Der Wetteraukreis reagiert gelassen auf die Überlegungen der Kleingärtner, notfalls vor Gericht zu ziehen. »Im Rahmen der planmäßigen Beseitigung solcher illegalen Anlagen im Kreisgebiet ist jetzt der Bereich Bad Nauheim-Steinfurth an der Reihe«, erklärt Kreispressesprecher Michael Elsaß. Die Gärten seien nicht genehmigt. Laut Rechtsprechung gebe es deshalb keinen Bestandsschutz. Elsaß: »Entsprechende Beseitigungsverfügungen wurden in der Vergangenheit vor Gericht immer bestätigt, auch vom Hessischen Verwaltungsgerichtshof.«

Der Auenverbund soll Naturschutzgebiete vernetzen. Der Schutzzweck ist in einer Verordnung definiert.
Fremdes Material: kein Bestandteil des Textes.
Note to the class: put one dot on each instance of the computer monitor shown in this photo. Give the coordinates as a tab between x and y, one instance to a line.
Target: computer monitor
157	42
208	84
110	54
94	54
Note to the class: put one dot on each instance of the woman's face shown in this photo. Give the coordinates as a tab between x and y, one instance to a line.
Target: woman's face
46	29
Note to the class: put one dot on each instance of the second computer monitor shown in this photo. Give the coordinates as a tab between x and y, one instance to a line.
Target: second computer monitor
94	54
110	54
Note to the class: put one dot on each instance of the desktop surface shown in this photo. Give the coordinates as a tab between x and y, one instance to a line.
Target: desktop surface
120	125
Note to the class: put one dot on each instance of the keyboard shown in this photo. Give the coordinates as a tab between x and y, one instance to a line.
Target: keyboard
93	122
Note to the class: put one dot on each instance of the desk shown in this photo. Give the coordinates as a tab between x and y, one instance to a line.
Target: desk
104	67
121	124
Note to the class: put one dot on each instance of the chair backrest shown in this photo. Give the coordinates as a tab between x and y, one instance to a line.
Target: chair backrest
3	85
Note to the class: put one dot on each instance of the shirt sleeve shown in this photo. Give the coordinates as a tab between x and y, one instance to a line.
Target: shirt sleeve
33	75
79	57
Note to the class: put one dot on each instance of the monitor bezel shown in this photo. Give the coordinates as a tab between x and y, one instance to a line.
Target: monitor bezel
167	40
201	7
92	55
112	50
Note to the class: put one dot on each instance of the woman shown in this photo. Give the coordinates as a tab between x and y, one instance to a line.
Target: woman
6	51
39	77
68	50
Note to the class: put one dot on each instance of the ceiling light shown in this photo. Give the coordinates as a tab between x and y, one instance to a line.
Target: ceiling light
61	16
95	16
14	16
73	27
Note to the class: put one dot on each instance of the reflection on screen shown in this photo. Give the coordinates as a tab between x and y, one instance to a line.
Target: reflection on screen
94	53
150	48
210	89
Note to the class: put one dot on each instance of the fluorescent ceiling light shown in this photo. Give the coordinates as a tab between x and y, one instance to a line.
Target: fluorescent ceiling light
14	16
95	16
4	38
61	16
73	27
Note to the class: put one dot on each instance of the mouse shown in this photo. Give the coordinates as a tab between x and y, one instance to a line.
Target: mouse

In Paragraf 2 heißt es unter anderem: »Zweck der Unterschutzstellung … ist die Sicherung noch weitgehend intakter, durch Feuchtwiesen geprägter Auenbereiche der Flusssysteme von Horloff, Nidda, Nidder, Wetter und Seemenbach aus ökologischen und landschaftsästhetischen Gründen sowie als Lebensraum für auen- und fließwassergebundene Tier- und Pflanzenarten.« Die Veränderung durch den Menschen soll auch an der Wetter soweit wie möglich rückgängig gemacht werden. »Durch die Beseitigung der illegalen Bauten und Anlagen wird der naturnahe Zustand einer charakteristischen Auenlandschaft als Lebensraum wieder hergestellt«, erläutert der Kreispressesprecher.